Friday, April 20, 2007

Sharpe's Enemy (Book #37)

Due to how insanely busy I've been, it took me over a week to read Sharpe's Enemy (Bernard Cornwell, 1984). Fortunately it's the right kind of book for that--15 books into the series, I'm familiar enough with the story structure not to get lost when I went a few days without reading, though I did kinda lose track of which secondary character was which.
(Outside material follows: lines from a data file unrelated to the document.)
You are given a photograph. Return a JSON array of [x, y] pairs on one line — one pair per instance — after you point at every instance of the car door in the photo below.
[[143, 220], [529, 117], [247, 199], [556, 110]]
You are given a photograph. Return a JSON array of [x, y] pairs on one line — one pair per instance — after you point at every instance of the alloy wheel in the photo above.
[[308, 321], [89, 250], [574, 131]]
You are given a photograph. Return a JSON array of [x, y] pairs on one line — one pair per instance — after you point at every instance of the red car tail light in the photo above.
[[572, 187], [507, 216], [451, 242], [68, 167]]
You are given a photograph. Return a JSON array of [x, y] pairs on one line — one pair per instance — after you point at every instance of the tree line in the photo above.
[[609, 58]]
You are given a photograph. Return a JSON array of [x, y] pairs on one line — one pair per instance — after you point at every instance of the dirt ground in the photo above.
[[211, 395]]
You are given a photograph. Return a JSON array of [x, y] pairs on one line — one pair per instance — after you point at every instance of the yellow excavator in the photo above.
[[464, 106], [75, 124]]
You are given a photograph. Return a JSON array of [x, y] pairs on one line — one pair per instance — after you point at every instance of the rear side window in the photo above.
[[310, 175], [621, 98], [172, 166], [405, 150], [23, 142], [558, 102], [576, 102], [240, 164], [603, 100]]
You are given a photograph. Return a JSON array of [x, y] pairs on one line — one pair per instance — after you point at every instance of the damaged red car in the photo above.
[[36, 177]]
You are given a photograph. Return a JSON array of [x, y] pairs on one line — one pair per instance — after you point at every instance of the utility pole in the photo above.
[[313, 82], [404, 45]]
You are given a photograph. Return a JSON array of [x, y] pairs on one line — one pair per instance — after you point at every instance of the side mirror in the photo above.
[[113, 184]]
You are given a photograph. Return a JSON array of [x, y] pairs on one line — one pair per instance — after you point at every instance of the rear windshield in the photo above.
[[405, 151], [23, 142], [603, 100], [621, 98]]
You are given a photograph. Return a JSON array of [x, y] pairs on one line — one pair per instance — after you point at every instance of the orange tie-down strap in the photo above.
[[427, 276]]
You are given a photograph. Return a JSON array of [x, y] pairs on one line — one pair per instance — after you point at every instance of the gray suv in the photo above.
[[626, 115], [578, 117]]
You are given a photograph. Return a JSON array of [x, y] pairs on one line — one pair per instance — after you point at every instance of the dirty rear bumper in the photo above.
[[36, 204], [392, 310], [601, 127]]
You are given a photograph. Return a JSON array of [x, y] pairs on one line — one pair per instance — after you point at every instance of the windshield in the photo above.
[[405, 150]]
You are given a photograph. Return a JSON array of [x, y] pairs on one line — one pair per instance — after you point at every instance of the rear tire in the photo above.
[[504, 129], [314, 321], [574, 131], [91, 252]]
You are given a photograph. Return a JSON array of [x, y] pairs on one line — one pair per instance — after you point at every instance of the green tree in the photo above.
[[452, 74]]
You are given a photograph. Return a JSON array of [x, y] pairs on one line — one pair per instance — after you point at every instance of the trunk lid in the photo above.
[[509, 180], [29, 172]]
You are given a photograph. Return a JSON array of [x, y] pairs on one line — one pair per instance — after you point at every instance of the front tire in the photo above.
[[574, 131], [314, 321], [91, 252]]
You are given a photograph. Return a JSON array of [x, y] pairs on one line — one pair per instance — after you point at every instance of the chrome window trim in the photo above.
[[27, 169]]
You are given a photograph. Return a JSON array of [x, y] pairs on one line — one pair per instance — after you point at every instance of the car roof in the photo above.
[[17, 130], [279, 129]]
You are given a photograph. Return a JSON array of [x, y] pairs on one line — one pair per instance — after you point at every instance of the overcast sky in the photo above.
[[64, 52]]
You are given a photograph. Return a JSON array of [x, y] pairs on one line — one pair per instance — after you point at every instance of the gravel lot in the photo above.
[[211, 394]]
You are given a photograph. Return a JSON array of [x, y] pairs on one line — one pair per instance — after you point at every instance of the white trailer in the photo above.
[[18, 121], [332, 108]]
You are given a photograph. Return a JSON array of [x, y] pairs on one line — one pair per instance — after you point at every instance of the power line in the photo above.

I'm not sure what I think of this entry in the series. I knew from watching the movie version that two major secondary characters would die. I don't want to offer spoilers, but suffice it to say one is a character I never would've killed if these were my books (heck, if I was writing them, the character in question might well be the protagonist instead of Sharpe), while the other is one I would've killed a dozen books ago if I'd created him at all, though I think I'm alone among Cornwell fans in feeling that way. So my relief in getting rid of the Villain Everyone But Me Loves to Hate is tempered by my mourning for the Bestest Most Kick-Ass Character EVER.

I can't believe I'm over halfway through the series, though. I'm starting to feel the same "but what am I supposed to read NEXT?" gloom I felt after hitting the halfway point of the Aubrey/Maturin series a few years ago. At least Cornwell is alive and writing more Sharpes (though I wish he'd write more of the Starbuck Chronicles--he really left that series hanging and I'm dying to know what happens to Nate between Antietam and Appomatox).